New sequencing technology has dramatically altered the landscape of whole-genome sequencing, allowing scientists to initiate numerous projects to decode the genomes of previously unsequenced organisms. The lowest-cost technology can generate deep coverage of most species, including mammals, in just a few days. The sequence data generated by one of these projects consist of millions or billions of short DNA sequences (reads) that range from 50 to 150 nt in length. These sequences must then be assembled de novo before most genome analyses can begin. Unfortunately, genome assembly remains a very difficult problem, made more difficult by shorter reads and unreliable long-range linking information. In this study, we evaluated several of the leading de novo assembly algorithms on four different short-read data sets, all generated by Illumina sequencers. Our results describe the relative performance of the different assemblers as well as other significant differences in assembly difficulty that appear to be inherent in the genomes themselves. Three overarching conclusions are apparent: first, that data quality, rather than the assembler itself, has a dramatic effect on the quality of an assembled genome; second, that the degree of contiguity of an assembly varies enormously among different assemblers and different genomes; and third, that the correctness of an assembly also varies widely and is not well correlated with statistics on contiguity. To enable others to replicate our results, all of our data and methods are freely available, as are all assemblers used in this study.

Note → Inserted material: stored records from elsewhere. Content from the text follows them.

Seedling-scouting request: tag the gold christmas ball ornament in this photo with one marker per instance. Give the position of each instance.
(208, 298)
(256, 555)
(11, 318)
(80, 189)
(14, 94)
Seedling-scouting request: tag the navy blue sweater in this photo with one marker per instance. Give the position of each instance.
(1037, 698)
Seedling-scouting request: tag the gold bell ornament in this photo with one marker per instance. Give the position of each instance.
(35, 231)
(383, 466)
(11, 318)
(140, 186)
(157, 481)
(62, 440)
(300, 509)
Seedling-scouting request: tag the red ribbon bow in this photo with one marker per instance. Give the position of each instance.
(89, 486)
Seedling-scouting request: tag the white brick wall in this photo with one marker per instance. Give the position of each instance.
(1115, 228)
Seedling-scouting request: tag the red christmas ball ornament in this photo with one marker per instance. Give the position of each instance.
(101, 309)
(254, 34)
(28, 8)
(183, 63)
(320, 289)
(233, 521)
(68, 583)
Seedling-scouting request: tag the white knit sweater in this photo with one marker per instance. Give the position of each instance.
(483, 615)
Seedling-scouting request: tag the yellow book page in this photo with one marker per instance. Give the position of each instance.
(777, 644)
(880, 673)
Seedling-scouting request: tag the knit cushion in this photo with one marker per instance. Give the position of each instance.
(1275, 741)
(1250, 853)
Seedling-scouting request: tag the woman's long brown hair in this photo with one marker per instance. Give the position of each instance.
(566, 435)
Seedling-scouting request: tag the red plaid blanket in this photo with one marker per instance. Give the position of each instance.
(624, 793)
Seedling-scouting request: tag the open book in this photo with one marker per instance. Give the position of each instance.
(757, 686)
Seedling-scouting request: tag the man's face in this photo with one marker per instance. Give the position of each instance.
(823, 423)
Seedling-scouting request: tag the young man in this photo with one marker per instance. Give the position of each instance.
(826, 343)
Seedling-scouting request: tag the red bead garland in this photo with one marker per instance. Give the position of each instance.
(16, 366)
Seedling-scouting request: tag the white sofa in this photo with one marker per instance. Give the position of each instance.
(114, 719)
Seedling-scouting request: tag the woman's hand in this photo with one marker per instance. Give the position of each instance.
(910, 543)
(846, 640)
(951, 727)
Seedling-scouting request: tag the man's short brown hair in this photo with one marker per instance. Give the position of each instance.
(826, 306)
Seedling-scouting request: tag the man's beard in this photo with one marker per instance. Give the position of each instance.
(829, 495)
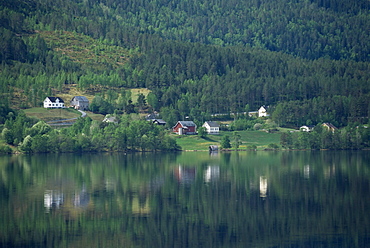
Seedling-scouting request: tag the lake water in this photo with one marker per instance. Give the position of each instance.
(194, 199)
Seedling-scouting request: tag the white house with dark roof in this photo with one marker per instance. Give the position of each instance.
(53, 102)
(80, 103)
(211, 127)
(262, 112)
(185, 127)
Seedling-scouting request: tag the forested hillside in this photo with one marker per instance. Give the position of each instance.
(308, 60)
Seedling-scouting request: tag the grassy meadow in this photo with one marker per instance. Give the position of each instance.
(52, 114)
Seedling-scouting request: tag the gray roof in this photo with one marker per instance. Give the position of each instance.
(212, 124)
(187, 123)
(81, 98)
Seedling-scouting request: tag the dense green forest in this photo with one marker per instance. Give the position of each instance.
(308, 60)
(85, 135)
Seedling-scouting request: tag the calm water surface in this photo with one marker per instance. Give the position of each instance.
(245, 199)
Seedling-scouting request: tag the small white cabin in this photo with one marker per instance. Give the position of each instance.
(53, 102)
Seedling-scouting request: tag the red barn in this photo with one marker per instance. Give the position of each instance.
(185, 127)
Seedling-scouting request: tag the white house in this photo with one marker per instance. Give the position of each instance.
(211, 127)
(80, 102)
(53, 102)
(306, 128)
(262, 112)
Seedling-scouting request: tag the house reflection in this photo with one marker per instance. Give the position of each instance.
(211, 173)
(65, 199)
(53, 198)
(306, 171)
(81, 198)
(263, 187)
(184, 175)
(140, 205)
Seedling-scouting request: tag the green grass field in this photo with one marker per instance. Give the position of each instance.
(52, 114)
(259, 138)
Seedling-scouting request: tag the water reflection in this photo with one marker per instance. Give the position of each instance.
(58, 199)
(286, 199)
(52, 199)
(263, 186)
(185, 175)
(212, 173)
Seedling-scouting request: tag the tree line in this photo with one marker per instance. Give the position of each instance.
(131, 133)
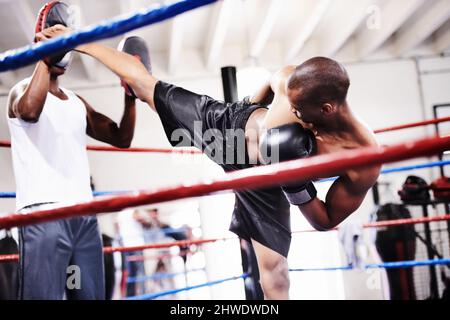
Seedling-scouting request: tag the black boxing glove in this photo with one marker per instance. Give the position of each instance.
(53, 13)
(290, 142)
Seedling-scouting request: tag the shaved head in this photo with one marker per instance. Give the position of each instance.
(317, 81)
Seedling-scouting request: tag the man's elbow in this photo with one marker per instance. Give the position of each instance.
(31, 117)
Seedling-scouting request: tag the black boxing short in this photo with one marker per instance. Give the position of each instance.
(196, 120)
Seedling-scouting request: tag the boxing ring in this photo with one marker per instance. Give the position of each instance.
(270, 175)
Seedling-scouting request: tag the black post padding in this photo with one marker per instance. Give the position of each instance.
(229, 83)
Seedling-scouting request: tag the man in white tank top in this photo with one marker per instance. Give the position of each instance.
(48, 126)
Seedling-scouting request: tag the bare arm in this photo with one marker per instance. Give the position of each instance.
(104, 129)
(343, 198)
(127, 67)
(27, 102)
(264, 95)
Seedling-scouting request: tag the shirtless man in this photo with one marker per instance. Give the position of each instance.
(312, 95)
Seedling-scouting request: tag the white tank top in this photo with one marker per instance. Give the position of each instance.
(49, 157)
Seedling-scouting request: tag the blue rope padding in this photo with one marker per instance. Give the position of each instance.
(400, 169)
(161, 275)
(152, 296)
(26, 55)
(384, 265)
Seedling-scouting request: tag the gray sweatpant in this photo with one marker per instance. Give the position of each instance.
(61, 257)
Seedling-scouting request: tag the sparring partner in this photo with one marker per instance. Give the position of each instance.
(48, 126)
(309, 115)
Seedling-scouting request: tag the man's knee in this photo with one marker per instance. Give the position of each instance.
(275, 275)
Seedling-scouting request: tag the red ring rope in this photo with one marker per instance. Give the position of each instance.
(327, 165)
(413, 124)
(4, 143)
(379, 224)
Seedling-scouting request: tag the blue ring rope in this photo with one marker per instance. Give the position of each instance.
(152, 296)
(26, 55)
(385, 171)
(161, 275)
(385, 265)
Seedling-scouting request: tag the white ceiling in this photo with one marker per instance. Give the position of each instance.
(271, 32)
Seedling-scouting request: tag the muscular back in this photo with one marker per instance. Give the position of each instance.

新的测序技术极大地改变了全基因组测序的格局,使得科学家们能够启动众多项目来解码以前未测序的生物体的基因组。成本最低的技术可以在短短几天内对包括哺乳动物在内的大多数物种进行深度覆盖。这些项目之一生成的序列数据由数百万或数十亿个长度在 50 到 150nt 之间的短 DNA 序列(reads)组成。在大多数基因组分析开始之前,这些序列必须从头组装。不幸的是,基因组组装仍然是一个非常困难的问题,由于较短的读取和不可靠的长程连接信息而变得更加困难。在这项研究中,我们评估了几种领先的从头组装算法在四个不同的短读数据集上的性能,这些数据集都是由 Illumina 测序仪生成的。我们的结果描述了不同组装器的相对性能,以及似乎是基因组本身固有的其他显著的组装难度差异。有三个总体结论是显而易见的:首先,数据质量而不是组装器本身对组装基因组的质量有巨大影响;其次,组装的连续性程度在不同的组装器和不同的基因组之间差异巨大;第三,组装的正确性也差异很大,与连续性的统计数据相关性不大。为了使其他人能够复制我们的结果,我们所有的数据和方法都是免费提供的,本研究中使用的所有组装器也是免费提供的。